The value of money and commodities

Shawn Hackett
Published 02/01/2011

The U.S. dollar uptrend that began in the fall of 2010 may accelerate in the first half of 2011. The bullish fundamentals for the dollar, which led to its recent strength, remain in place and will likely push the greenback higher in the new year. They are as follows:

1) The Chinese are in the process of popping their real estate bubble, infrastructure bubble and currency distortion bubble (inflation). They really have no choice but to do so for their long-term health. They are doing everything they can to pop this unhealthy situation, and pop it they will. It would not be a surprise to see them let the Renminbi rise substantially as well. In a nutshell, Chinese consumers need to save less, spend more and the country needs to retool their economy.
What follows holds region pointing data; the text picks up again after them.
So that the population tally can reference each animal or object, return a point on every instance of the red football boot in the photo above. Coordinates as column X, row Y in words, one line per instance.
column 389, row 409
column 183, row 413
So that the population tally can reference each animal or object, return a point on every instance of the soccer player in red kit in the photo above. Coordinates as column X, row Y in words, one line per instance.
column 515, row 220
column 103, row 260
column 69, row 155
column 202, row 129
A slowing Chinese economy also will pop the real estate bubbles in Australia and Canada, as well as drag down the commodity-related economies of Brazil and Russia. All of this will be hugely U.S. dollar bullish as differentially the U.S. economy will be on a much more stable footing in the first half of 2011.
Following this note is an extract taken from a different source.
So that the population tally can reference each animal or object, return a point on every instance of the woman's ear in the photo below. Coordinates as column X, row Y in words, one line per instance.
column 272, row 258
2) Europe likely will have to address debt defaults in Spain and Italy in the first half of 2011, which will continue to be a destabilizing force to the euro currency and be very supportive to the U.S. dollar.

3) Japan has an even bigger problem in their overall debt levels with a collapsing demographic profile that likely will support a policy to weaken the yen to provide support for exports as they continue to delay the ultimate day of reckoning. A weaker yen will be very supportive to the dollar.

The reason that a further strengthening of the U.S. dollar likely will be so detrimental to overall commodities has more to do with sentiment than it has to do with the actual shift in supply/demand stemming from a rising dollar. Take a look at the unprecedented, overextended and anomalous overbought/bullish condition of the Continuous Commodity Index (CCI) as measured by the weekly MACD (see "Time for a change"). The current overbought condition of the CCI has surpassed what was seen in 2008 just before the crash occurred.

With the current level of bullishness in the CCI at over 50-year highs, the current psychology of the commodity markets is very vulnerable to anything that might turn that sentiment even slightly less bullish. A rising U.S. dollar, in response to a slowing global economy, would cause the current nosebleed levels of speculative long positions to quickly look to get out of the exits all at the same time. With only one way out, the relentless selling and escalating margin calls will conspire to create temporarily crashing markets and continue dollar strengthening.

Currently, the Chinese stock market is falling while commodities continue to surge. Such a divergence in what is normally a very correlated asset relationship is a warning sign that something is not right with the Chinese economy; eventually this reality will be priced into commodities with much lower prices as demand-side expectations get downgraded. The last time this kind of divergence took place was in late 2007 and persisted to mid 2008, just before the commodities crashed and the global economy, including the Chinese economy, hit a major roadblock. "What about the dollar" shows this and how the dollar reacted.

Given the potential to test the early 2009 high, a long position in the dollar index can be put on just above 80 with a relatively close stop at 78.50.